I agree, and it make sense. My goal was to be able to ´listen` (sort of) on the view, for any changes made in its base tables. Instead of on each individual base table, as this makes it more difficult to automatic find the changes it makes in the view, which is what I need.
The view never changes - it has no content.
Make sense, yes. Thank you.
I think it should be supported: On views, triggers can be defined to execute instead of INSERT, UPDATE, or DELETE operations. Such INSTEAD OF triggers are fired once for each row that needs to be modified in the view. See Overview of Trigger Behavior
@SergiuIndrie Sure, but I don't get your point.

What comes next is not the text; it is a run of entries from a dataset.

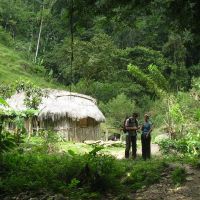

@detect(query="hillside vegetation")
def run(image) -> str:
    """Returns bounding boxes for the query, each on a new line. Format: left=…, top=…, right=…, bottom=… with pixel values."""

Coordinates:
left=0, top=43, right=64, bottom=88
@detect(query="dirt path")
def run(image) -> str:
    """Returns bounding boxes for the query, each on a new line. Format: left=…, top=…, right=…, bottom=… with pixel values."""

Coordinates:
left=110, top=144, right=161, bottom=159
left=133, top=165, right=200, bottom=200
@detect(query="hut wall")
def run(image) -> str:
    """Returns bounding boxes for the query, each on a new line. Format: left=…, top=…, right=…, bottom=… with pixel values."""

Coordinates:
left=34, top=118, right=100, bottom=142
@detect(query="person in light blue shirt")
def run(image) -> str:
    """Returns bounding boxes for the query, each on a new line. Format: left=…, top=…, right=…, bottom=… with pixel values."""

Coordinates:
left=141, top=114, right=153, bottom=160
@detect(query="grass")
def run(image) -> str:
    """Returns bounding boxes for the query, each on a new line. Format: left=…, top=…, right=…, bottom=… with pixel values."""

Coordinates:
left=0, top=44, right=64, bottom=89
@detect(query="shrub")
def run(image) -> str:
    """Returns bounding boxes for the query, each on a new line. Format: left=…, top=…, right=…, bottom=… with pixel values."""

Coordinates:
left=172, top=167, right=186, bottom=185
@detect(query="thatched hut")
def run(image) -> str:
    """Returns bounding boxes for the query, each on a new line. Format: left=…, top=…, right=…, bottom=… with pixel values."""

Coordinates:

This doesn't say that a trigger on a view fires when the underlying tables are changed.
0

The trigger with a view is fired when INSERT, UPDATE or DELETE operation is prevented on a view but not on the base table of the view. *My answer explains the trigger with a view in detail.

*Memos:

  • INSTEAD OF can prevent operations.

  • You can use INSTEAD OF only with a view and FOR EACH ROW otherwise there is error.

  • You cannot specify one or more columns with UPDATE OF when using INSTEAD OF otherwise there is error.

  • You cannot use TRUNCATE with INSTEAD OF otherwise there is error.

  • The trigger with BEFORE or AFTER and INSERT, UPDATE or DELETE on a view doesn't work. *My question and the answers explains it in detail.